# do u go ballistic coleric when a classical cd dosen work anymore,blame cdplayer or cd



## deprofundis (Apr 25, 2014)

i bought the excellent Pierre de la Rue and Gombert vol 1 motets original cd and they wont work anymore, ishe f(word) aaargh sorry... is it the lens of my cd player a denon that dont work? nope than my brend new godflesh cd work.So i purchased a lens cleaners cd i used it a couple of time guess what it wont work, i try pressure air vapozier guess what they wont work , and now some of my brabant cd that used to work my favorite cd dosen't work,(f word) whit a major tone once again im sorry.I try rubbing alcohol 100% guess what , you know you know, so far a couple of my brabant cd dosent work no more but some still do, does my denon cd player has h.iv or something? , im trying to understand this major you know what word a versatile word in america and the rest of the world starting wwhit F letter  
:lol:  but anyway all my indus, metal cd work, my cd player seem to have an issue starting some cd at cd 1 mostly classical not when i put my godflesh and my swans or gore ,zeni geva all tthese work god f dammit.

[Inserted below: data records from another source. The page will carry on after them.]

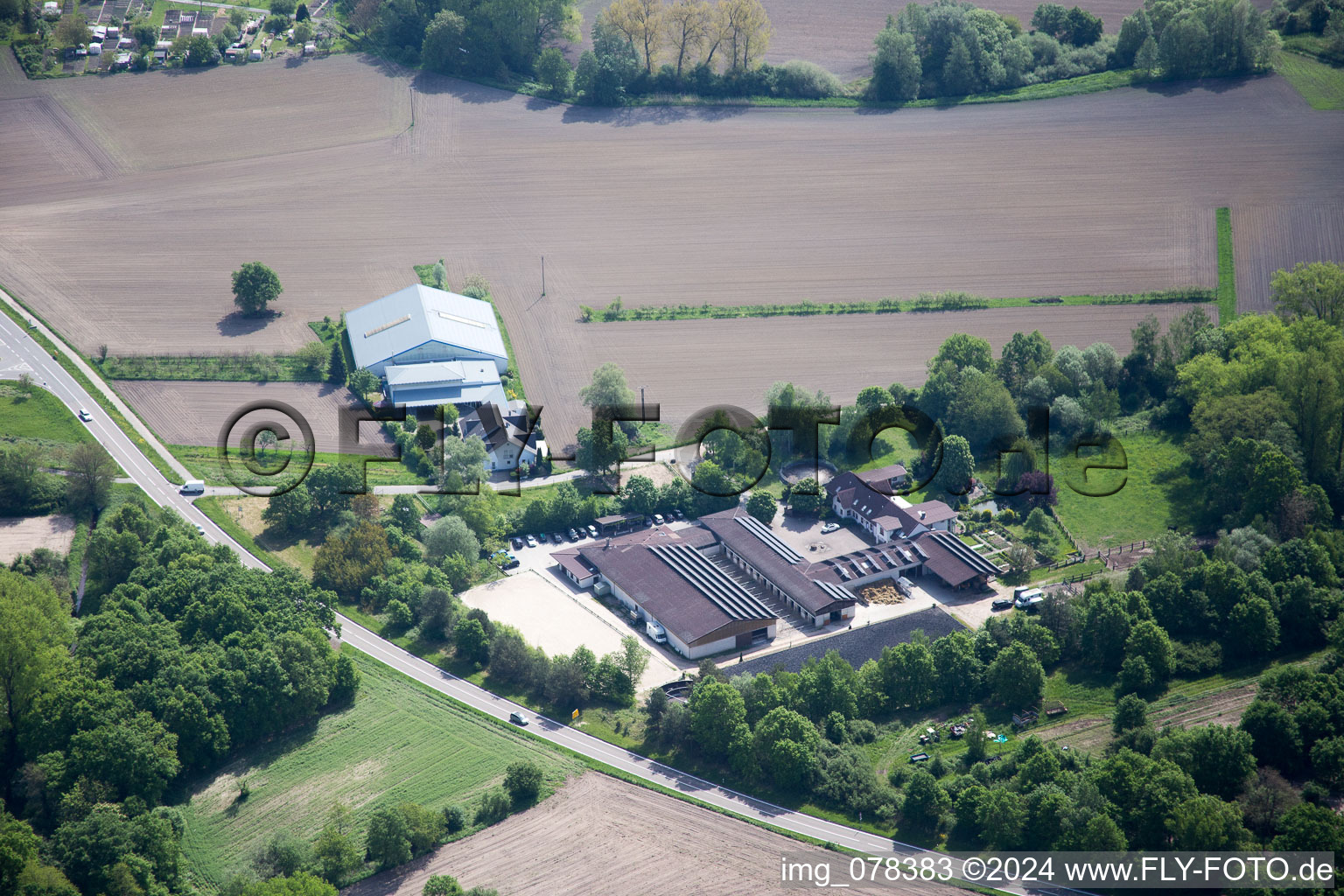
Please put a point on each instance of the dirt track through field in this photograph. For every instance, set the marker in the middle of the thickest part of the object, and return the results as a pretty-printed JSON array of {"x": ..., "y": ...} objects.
[
  {"x": 604, "y": 836},
  {"x": 24, "y": 535},
  {"x": 312, "y": 170}
]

whit all these f word , i hope i wont go to hell :angel:

I try to be humereous in my post but im not laughting in fact i change color, i guess i will take my morning prescription anxiolitic


----------



## mbhaub (Dec 2, 2016)

Sometimes this happens. CD players die - the laser gives out, or the electronics just messes up. It happens, and more than I like. My 16 year old Sony ES player gave up the ghost a while ago and I'm in no mood to open the checkbook to replace that pricey player. CDs do go bad - the bronzing issue from 20 years ago is hopefully in the past, but I still have some disks (mostly ASV, Pearl, and Unicorn) going that way and asking any player to play them is asking a lot. Using CD cleaners is dangerous and putting alcohol on the lens really a bad idea. I've been through more CD and DVD players than I care to admit. I just hope someone keeps making them for 30 years so I can listen to my collection before the grim reaper pays a visit!


----------



## endelbendel (Jul 7, 2018)

That's a lot of effort and worry. For cleaning, alch and gauze pad should be sufficient. Recall that many CDs these days are not up to Red Book standards of production. Best to send those back; don't struggle; can't have everything.


----------



## Joe B (Aug 10, 2017)

endelbendel said:


> ....For cleaning, alch and gauze pad should be sufficient....

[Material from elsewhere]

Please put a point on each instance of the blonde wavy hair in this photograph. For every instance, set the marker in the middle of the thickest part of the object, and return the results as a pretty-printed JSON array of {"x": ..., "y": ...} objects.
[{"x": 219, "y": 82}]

I asked the guys at Oppo about lens cleaners. They recommended taking the cover off the player, removing the cover over the CD drive mechanism, and using alcohol and gauze or cotton swab to clean the lens. So this is good advice in my book.

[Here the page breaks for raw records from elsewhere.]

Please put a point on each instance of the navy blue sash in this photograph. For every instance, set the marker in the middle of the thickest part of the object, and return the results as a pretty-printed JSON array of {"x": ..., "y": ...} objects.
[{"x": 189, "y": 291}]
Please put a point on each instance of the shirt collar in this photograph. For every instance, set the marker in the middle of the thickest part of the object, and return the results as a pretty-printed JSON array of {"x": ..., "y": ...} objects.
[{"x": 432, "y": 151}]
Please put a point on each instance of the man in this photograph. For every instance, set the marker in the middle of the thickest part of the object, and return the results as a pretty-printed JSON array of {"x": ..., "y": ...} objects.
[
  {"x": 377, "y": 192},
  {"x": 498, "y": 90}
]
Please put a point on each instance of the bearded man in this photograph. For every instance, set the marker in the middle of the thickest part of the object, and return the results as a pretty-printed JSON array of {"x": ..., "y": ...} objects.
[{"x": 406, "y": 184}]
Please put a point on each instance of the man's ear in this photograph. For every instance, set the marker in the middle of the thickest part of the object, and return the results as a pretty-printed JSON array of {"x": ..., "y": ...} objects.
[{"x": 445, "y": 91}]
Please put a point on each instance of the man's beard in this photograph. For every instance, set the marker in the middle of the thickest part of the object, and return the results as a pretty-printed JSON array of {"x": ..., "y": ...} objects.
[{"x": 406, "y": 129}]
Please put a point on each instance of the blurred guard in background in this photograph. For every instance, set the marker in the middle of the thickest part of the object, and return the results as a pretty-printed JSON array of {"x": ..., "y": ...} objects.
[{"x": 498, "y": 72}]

As to cleaning the CD, I find wetting the disc and putting a few drops of dish soap on it, rubbing the disc in a radial pattern (center to outside), rinsing it off and blotting dry on clean paper towel works great (avoid the first and last couple of sheets on a roll of paper towels as there is adhesive on them which can scratch the disc).
I have an entire show on DVD (5 seasons) that bronzed within 3 years of purchase (looks like coffee stains on the aluminum). This coincided with DVD's being manufactured in new facilities in Mexico.....learning curve?
I've had only a few problems with CD's. I just got a replacement disc today in the mail for a disc which, when played last week, suddenly had issues. Tried several other players to confirm that it was the disc. Upon inspection under magnification, I can see marks that look like small scratches, but they do not appear to be on the surface, but underneath the acrylic protective layer. I have no idea how this happened. But replace I did.
Optical discs are not perfect, but my failure rate with them is not bad. I've probably had around 1 disc go bad for every 500 in my collection over a period of 30 years.


----------